Announcing the agreement, the organisations said the new ‘two-pillar’ approach to sustainability reporting standards recognised the need to align terminology and guidance “to reduce the reporting burden for companies and to further harmonise the sustainability reporting landscape” globally.

“At COP26 we heard strong support for consolidation in the sustainability reporting landscape. This agreement with GRI will help ensure capital market standards are developed in a way that minimises reporting burden for those companies also using GRI Standards,” said Erkki Liikanen, Chair of the IFRS Foundation Trustees.

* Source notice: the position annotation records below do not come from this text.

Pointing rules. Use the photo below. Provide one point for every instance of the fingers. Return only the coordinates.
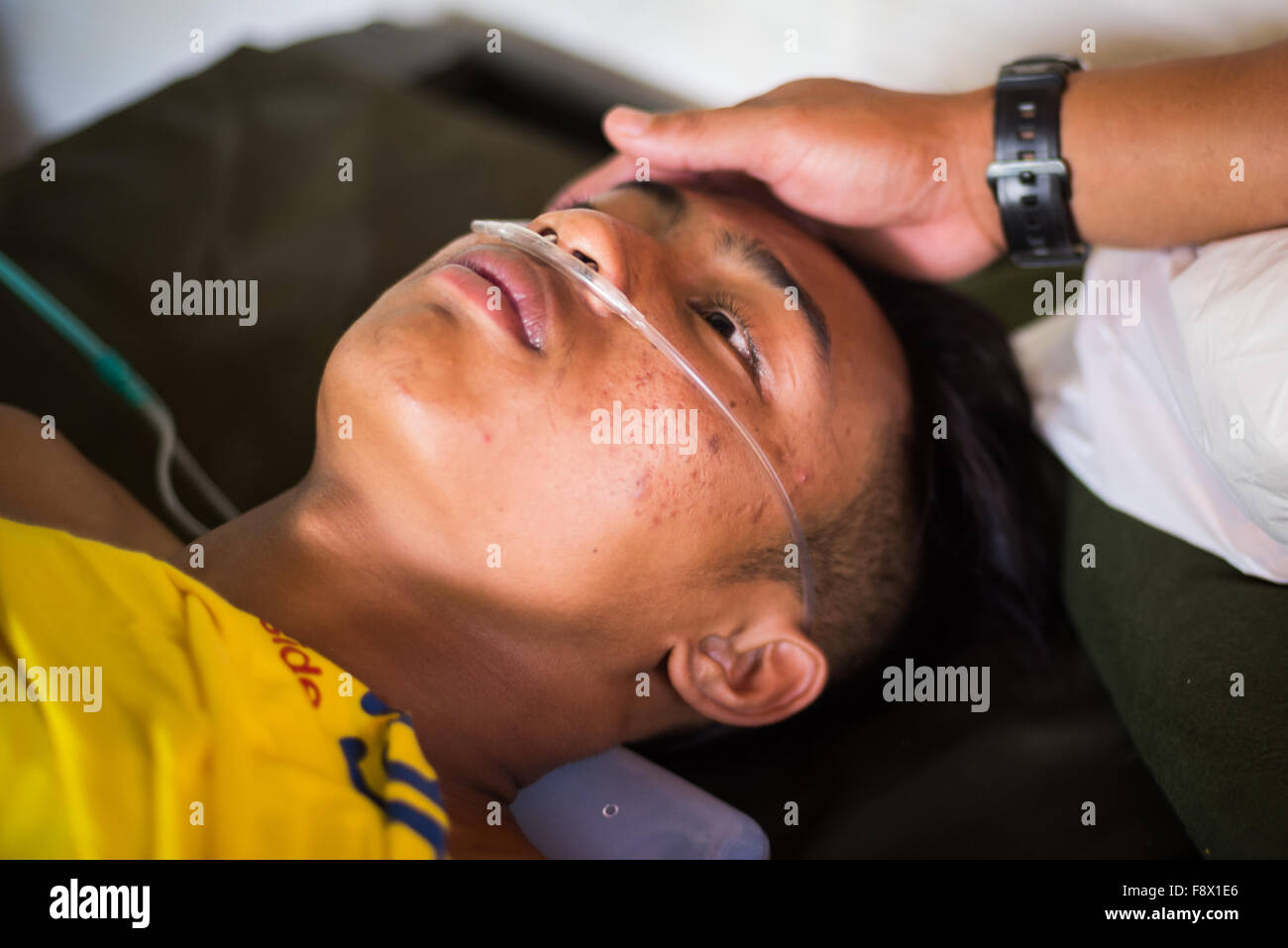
(716, 140)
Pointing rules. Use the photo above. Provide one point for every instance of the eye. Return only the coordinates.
(722, 316)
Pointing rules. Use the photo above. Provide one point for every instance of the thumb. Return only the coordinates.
(711, 140)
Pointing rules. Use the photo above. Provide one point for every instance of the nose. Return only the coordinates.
(591, 237)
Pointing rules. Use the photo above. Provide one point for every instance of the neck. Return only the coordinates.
(492, 710)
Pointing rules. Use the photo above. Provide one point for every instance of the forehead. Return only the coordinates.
(864, 388)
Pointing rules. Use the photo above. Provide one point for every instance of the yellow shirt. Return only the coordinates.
(145, 716)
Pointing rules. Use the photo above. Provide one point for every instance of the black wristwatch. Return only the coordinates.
(1028, 176)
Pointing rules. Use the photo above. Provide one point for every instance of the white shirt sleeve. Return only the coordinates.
(1172, 406)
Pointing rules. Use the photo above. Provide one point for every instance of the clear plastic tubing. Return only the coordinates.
(524, 239)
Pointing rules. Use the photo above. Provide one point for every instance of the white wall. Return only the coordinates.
(65, 62)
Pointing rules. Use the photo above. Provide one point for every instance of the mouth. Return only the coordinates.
(509, 287)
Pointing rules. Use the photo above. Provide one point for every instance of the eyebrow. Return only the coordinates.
(750, 252)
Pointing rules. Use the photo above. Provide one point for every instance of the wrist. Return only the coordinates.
(973, 141)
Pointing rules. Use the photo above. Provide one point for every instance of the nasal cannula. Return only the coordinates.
(121, 377)
(527, 240)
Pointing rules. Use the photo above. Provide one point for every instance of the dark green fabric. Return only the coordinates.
(235, 174)
(1167, 626)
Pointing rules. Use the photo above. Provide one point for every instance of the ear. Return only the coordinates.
(758, 674)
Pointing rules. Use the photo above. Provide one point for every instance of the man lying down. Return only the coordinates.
(467, 586)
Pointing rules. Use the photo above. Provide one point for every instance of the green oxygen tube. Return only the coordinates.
(120, 376)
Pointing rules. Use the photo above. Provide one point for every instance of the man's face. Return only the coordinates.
(477, 432)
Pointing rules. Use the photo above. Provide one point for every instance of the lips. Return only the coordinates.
(524, 303)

Eelco van der Enden, Chief Executive Officer of the GRI, said the agreement sent a “strong signal” about the creation of a comprehensive reporting framework combining financial and impact materiality. “Aligning GRI’s standards for sustainability impacts with the investor-focused standards being developed by the ISSB will benefit both companies and investors, as well as a wide range of stakeholders around the world,” he added.

Rapid consolidation

The memorandum of understanding between the IFRS Foundation and the GRI follows a period of rapid consolidation among voluntary sustainability standards bodies.

SASB announced plans to merge with the International Integrated Reporting Council (IIRC) in November 2020 to form the Value Reporting Foundation, which began the process of being integrated into the ISSB toward the end of last year, alongside the Climate Disclosure Standards Board (CDSB). All these bodies, plus GRI, participated in a project coordinated by the Impact Management Project to develop prototypes which could be used by the ISSB.

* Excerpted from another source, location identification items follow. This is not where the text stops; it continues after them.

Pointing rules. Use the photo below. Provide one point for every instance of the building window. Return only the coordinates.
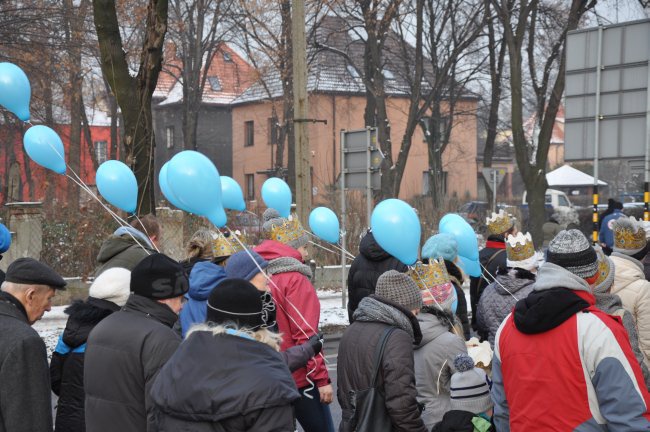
(215, 84)
(249, 133)
(273, 131)
(170, 136)
(250, 187)
(100, 152)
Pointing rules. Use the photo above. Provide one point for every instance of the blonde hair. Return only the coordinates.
(263, 335)
(200, 245)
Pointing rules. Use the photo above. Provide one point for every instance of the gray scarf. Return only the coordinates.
(371, 310)
(288, 264)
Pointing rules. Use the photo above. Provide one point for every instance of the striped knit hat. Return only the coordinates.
(470, 387)
(571, 250)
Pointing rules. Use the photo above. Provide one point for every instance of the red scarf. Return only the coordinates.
(491, 244)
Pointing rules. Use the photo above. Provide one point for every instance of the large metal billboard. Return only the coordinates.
(621, 90)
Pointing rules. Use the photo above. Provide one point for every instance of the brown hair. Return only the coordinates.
(148, 224)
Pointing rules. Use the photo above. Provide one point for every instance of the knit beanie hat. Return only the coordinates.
(285, 230)
(113, 285)
(399, 288)
(629, 236)
(605, 273)
(237, 301)
(571, 250)
(159, 277)
(470, 387)
(245, 265)
(441, 245)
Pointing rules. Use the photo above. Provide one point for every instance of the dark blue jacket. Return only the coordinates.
(204, 277)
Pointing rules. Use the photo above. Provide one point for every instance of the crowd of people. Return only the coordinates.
(228, 339)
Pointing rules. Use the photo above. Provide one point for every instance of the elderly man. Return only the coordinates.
(25, 398)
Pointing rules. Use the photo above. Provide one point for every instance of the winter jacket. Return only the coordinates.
(434, 364)
(372, 262)
(630, 285)
(25, 397)
(297, 306)
(550, 229)
(611, 304)
(122, 251)
(204, 277)
(457, 280)
(124, 353)
(255, 388)
(497, 300)
(491, 257)
(67, 365)
(396, 378)
(606, 235)
(561, 364)
(463, 421)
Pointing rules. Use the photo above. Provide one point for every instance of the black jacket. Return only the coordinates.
(67, 365)
(372, 262)
(224, 382)
(25, 398)
(124, 354)
(492, 259)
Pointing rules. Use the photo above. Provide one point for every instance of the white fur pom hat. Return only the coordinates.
(112, 285)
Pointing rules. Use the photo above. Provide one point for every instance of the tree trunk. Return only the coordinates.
(134, 93)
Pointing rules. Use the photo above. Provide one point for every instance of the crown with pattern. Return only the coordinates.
(432, 279)
(223, 245)
(629, 234)
(288, 230)
(520, 247)
(499, 223)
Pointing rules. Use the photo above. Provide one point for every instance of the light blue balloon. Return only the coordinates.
(166, 190)
(232, 196)
(15, 91)
(194, 180)
(396, 228)
(324, 223)
(276, 194)
(465, 236)
(117, 184)
(44, 146)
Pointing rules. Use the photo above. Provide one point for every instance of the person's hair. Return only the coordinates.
(263, 335)
(200, 245)
(149, 226)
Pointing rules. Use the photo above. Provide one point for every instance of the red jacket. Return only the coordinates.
(292, 290)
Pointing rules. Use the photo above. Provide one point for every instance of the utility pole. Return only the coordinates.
(300, 111)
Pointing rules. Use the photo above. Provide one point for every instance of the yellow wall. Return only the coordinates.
(459, 158)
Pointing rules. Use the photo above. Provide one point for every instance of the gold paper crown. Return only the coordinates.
(223, 245)
(289, 230)
(520, 247)
(429, 277)
(629, 234)
(499, 223)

The ISSB published prototype general disclosures for climate disclosure requirements in November and the results of the public consultation process are due before the end of Q1 2022. Once reviewed and approved by the International Organisation of Securities Commissions, national securities regulators are expected to incorporate the ISSB’s standards into requirements for issuers.

Earlier this month, the European Parliament recommended that implementation of CSRD should be delayed, meaning in-scope companies will be required to disclose in line with the new rules as of 2024, publishing their reports in 2025.